Purpose : We developed the first human RDH12 retinal organoid (RO) models, derived from human induced pluripotent stem cells (hiPSC), obtained from skin biopsies of one patient with autosomal recessive RDH12-Leber congenital amaurosis (RDH12 AR), homozygous for c.619A>G p.(Asn207Asp), one with mild late-onset autosomal dominant RDH12-retinitis pigmentosa (RDH12 AD), carrying the heterozygous variant c.759del p.(Phe254Leufs*24), and one unrelated unaffected individual (WT). While few differences between WT and mutants were observed at later stages of photoreceptor differentiation, we studied the ultrastructure and transcriptomic signature for any intracellular and molecular pathophysiology associated with RDH12-related retinopathies.

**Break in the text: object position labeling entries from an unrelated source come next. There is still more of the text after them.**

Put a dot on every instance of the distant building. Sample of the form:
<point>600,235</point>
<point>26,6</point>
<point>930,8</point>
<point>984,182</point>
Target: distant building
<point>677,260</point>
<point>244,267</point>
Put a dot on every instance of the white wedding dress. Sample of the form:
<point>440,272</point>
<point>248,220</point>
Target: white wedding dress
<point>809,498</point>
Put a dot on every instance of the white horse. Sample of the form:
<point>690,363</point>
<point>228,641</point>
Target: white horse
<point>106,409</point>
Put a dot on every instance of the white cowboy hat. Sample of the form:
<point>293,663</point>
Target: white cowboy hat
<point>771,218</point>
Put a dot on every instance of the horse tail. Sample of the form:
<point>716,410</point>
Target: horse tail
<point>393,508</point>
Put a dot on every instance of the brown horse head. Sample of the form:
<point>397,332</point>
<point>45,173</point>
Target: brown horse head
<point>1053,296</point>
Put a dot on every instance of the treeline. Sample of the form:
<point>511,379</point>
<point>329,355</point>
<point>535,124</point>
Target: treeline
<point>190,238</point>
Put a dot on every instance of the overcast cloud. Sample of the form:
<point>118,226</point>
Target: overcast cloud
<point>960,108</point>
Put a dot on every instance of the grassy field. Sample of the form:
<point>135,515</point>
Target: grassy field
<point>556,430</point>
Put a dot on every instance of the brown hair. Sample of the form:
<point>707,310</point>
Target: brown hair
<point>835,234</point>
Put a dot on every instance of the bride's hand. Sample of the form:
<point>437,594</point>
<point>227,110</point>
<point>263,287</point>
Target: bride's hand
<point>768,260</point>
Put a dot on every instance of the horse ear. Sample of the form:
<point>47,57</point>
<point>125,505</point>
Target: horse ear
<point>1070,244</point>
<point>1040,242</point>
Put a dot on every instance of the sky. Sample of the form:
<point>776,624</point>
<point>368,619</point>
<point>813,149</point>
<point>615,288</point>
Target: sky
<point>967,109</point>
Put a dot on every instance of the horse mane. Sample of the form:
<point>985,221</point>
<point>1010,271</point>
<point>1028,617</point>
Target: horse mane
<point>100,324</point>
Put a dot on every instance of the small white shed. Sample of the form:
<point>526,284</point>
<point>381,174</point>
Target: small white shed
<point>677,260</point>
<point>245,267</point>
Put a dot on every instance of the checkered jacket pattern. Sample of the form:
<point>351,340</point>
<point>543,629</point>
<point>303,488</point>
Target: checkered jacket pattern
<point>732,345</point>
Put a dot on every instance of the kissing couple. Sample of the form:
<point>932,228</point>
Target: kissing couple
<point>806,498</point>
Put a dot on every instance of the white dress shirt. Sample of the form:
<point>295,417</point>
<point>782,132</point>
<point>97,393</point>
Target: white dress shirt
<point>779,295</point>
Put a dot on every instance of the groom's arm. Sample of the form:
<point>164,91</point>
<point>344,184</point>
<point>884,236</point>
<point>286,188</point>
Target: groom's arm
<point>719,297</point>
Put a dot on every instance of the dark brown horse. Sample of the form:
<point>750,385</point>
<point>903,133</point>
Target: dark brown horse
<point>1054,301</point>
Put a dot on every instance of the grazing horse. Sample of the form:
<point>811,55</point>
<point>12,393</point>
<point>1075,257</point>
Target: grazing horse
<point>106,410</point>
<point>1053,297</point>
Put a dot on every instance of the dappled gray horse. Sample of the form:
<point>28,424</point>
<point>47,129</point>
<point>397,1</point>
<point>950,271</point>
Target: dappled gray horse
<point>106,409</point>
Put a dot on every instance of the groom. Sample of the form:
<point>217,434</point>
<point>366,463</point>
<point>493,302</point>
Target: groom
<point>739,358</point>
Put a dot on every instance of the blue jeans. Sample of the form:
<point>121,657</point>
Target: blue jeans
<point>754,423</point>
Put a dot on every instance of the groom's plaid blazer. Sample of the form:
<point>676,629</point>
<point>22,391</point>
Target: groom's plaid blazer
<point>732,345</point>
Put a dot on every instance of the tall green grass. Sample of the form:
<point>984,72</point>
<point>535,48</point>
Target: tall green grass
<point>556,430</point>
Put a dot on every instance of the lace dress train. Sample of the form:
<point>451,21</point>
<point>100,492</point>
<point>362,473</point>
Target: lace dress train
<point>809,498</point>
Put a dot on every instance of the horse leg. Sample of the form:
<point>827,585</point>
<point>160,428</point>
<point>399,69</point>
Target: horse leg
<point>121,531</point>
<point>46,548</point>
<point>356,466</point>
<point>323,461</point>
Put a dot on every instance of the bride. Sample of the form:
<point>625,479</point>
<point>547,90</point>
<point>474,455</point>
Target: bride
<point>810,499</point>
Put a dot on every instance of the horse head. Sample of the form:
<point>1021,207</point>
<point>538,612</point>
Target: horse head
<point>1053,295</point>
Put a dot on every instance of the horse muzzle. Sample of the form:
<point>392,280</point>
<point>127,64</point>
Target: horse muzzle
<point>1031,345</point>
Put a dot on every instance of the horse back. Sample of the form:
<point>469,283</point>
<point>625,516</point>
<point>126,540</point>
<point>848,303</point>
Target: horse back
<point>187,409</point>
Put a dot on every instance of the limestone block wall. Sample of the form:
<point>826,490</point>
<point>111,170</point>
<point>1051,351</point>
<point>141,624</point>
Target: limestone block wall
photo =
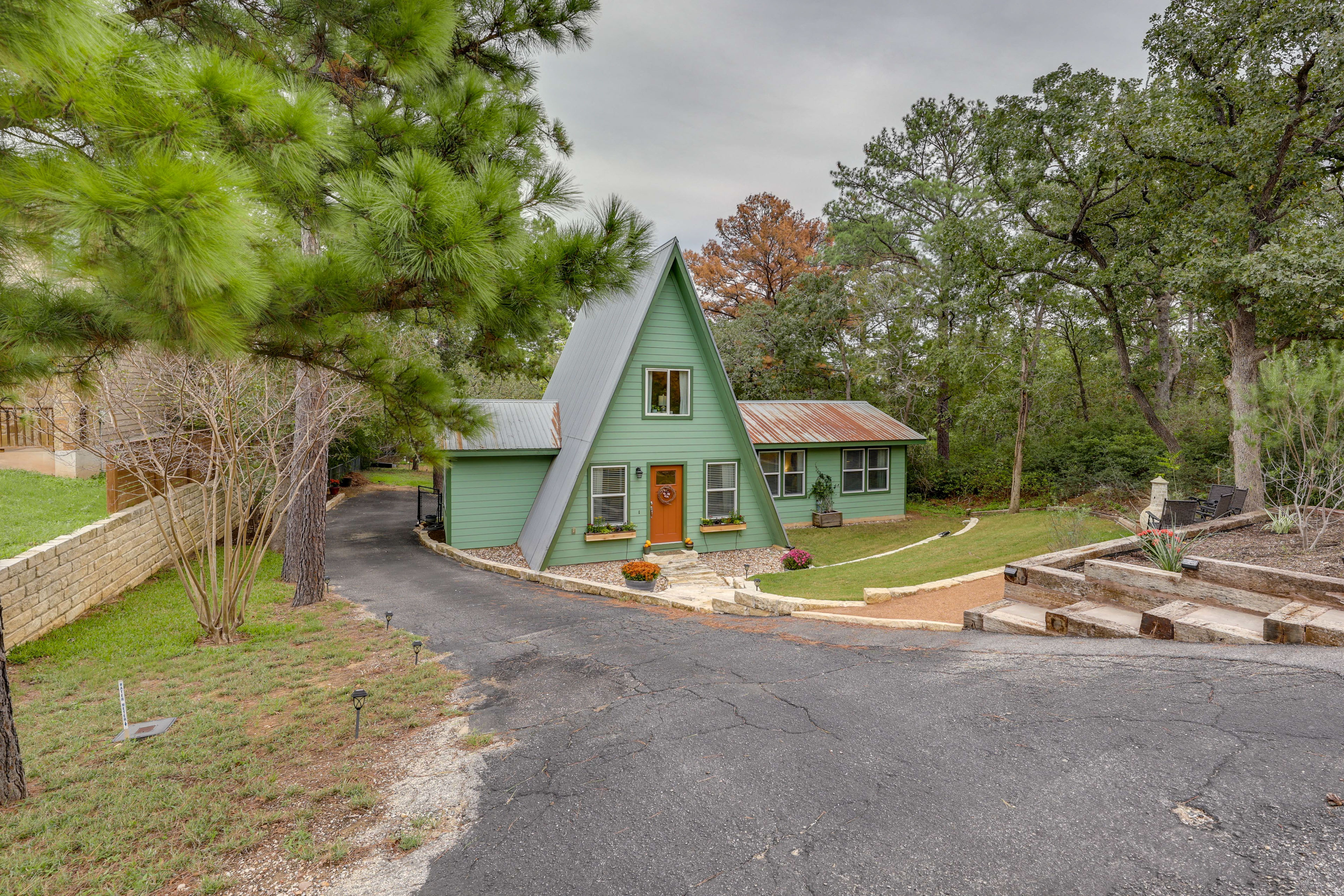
<point>53,583</point>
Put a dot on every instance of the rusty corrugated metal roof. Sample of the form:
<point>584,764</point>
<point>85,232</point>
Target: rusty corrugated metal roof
<point>517,425</point>
<point>804,422</point>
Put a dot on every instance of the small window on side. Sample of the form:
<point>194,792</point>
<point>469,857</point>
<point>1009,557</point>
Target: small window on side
<point>771,468</point>
<point>851,472</point>
<point>795,473</point>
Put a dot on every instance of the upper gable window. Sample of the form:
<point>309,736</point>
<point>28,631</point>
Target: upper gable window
<point>667,393</point>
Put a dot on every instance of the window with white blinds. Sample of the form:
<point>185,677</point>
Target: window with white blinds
<point>771,468</point>
<point>851,473</point>
<point>795,473</point>
<point>721,489</point>
<point>880,465</point>
<point>609,495</point>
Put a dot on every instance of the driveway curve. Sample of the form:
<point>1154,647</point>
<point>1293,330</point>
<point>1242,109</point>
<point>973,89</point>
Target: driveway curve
<point>666,753</point>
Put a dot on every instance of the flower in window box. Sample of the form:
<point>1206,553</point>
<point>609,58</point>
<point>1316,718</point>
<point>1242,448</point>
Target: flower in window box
<point>640,572</point>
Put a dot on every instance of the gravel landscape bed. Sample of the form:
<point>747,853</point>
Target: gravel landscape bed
<point>609,572</point>
<point>1256,546</point>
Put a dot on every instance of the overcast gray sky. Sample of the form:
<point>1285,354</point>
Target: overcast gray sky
<point>686,108</point>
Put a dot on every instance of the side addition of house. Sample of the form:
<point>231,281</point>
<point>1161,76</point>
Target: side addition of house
<point>639,439</point>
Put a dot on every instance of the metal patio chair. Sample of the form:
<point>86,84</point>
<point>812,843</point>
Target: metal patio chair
<point>1175,514</point>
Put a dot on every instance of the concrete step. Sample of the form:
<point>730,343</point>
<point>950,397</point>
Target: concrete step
<point>1094,620</point>
<point>1199,624</point>
<point>1007,617</point>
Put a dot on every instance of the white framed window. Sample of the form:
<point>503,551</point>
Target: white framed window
<point>851,471</point>
<point>880,467</point>
<point>795,473</point>
<point>771,468</point>
<point>721,489</point>
<point>608,495</point>
<point>667,393</point>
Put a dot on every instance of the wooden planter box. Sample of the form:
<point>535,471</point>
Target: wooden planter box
<point>608,537</point>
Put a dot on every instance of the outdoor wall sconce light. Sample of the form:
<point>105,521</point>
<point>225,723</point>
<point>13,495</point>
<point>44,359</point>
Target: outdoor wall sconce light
<point>358,698</point>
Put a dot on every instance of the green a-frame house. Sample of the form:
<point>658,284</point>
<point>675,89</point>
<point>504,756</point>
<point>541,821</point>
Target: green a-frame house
<point>639,429</point>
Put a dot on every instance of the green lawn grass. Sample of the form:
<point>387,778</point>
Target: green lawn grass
<point>37,508</point>
<point>995,540</point>
<point>261,747</point>
<point>863,540</point>
<point>382,476</point>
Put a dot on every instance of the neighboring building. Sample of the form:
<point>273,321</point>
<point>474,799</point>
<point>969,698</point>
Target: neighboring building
<point>639,426</point>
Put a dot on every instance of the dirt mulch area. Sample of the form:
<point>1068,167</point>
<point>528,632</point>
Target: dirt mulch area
<point>936,606</point>
<point>1256,546</point>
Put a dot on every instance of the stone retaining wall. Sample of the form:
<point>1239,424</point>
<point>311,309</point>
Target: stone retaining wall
<point>53,583</point>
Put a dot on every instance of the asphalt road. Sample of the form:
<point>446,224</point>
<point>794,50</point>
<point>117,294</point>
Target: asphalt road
<point>667,753</point>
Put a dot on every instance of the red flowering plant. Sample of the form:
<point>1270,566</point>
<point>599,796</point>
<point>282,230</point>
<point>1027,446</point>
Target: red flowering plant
<point>1166,547</point>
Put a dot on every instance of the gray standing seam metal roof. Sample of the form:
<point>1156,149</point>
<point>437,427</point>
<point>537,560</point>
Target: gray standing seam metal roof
<point>799,422</point>
<point>515,425</point>
<point>585,379</point>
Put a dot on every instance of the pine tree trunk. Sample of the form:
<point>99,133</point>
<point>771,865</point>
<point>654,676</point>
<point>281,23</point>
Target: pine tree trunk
<point>1242,382</point>
<point>306,524</point>
<point>13,784</point>
<point>943,420</point>
<point>1019,442</point>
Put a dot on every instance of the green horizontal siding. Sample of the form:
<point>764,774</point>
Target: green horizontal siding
<point>628,437</point>
<point>490,498</point>
<point>857,506</point>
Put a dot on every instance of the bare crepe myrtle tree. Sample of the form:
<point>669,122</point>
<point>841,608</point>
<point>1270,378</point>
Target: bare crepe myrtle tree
<point>1302,424</point>
<point>211,444</point>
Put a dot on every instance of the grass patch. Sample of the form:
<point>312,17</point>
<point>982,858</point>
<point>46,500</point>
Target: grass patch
<point>261,746</point>
<point>382,476</point>
<point>866,539</point>
<point>37,508</point>
<point>994,542</point>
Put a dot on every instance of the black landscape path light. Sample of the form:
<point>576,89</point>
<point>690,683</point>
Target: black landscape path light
<point>358,698</point>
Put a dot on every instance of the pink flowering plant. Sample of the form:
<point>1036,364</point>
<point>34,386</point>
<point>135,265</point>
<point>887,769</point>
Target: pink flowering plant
<point>1166,547</point>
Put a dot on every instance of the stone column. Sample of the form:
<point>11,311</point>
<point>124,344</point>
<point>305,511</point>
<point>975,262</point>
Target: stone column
<point>1155,503</point>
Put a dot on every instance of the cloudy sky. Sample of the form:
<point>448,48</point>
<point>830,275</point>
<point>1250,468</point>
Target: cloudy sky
<point>686,108</point>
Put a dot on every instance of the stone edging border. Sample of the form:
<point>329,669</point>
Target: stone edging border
<point>925,625</point>
<point>562,582</point>
<point>882,596</point>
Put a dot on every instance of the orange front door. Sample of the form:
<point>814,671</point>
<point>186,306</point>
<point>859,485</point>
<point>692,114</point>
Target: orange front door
<point>666,504</point>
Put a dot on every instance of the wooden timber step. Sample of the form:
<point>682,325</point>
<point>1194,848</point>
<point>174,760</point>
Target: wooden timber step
<point>1093,620</point>
<point>1202,624</point>
<point>1007,617</point>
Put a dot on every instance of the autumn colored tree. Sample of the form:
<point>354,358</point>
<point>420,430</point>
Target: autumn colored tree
<point>760,252</point>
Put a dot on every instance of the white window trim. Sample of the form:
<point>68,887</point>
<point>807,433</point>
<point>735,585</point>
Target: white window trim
<point>670,371</point>
<point>707,489</point>
<point>779,481</point>
<point>862,469</point>
<point>802,471</point>
<point>624,495</point>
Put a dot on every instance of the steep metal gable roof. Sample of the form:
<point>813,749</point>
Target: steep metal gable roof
<point>803,422</point>
<point>585,379</point>
<point>515,425</point>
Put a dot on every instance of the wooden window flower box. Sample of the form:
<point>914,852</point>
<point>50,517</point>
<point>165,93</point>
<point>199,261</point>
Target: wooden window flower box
<point>608,537</point>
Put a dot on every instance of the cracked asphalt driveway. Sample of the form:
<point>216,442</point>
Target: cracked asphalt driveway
<point>667,753</point>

Methods : Transmission electron microscopy was performed on wild-type, RDH12 AR and RDH12 AD mature RO (n=6 regions per line). Bulk RNA was sequenced in mature WT (n=8 replicates, with two RO per replicate, from three differentiations), RDH12 AD (n=12 replicates, from two differentiations, from two RDH12 AD clones) and RDH12 AR RO (n=4 replicates, from two differentiations). RDH12 protein localisation was studied by immunostaining at week-18 and week 44 (n=3 per line).

Results : WT RO developed 62 ±5 photoreceptors per 100 µm with 10.093 ±6.477 µm segment, while RDH12 AD RO developed less (33 ±4, p<0.005) and shorter photoreceptors (5.514 ±3.419 µm, p<0.005), and RDH12 AR photoreceptors (41 ±10) are shorter (5.890 ±4.445 µm, p<0.005) than WT. Pro-apoptotic genes (AIFM2, TP53AIP1, CASP3, MOAP1) are dysregulated in both RDH12 mutants. RDH12 expression was downregulated in RDH12 AD, but RDH12 protein was localised in photoreceptors; while RDH12 expression is unchanged in RDH12 AR but the protein was absent in RO. Both RDH12 AD and AR showed downregulation of genes associated with retinal dystrophies, including congenital stationary night blindness (LRIT3 and RLBP1). Vitamin A metabolism was affected in RDH12 AD; while phospholipid transport was dysregulated in RDH12 AR.

Conclusions : Our study unravels pathophysiological mechanisms associated with autosomal dominant and recessive RDH12-retinopathies. Further RDH12 RO models derived from patients with identical or different disease-causing variants will precise the different and common pathways affected in RDH12 patients for the identification of targets for therapeutic approaches.

This abstract was presented at the 2024 ARVO Annual Meeting, held in Seattle, WA, May 5-9, 2024.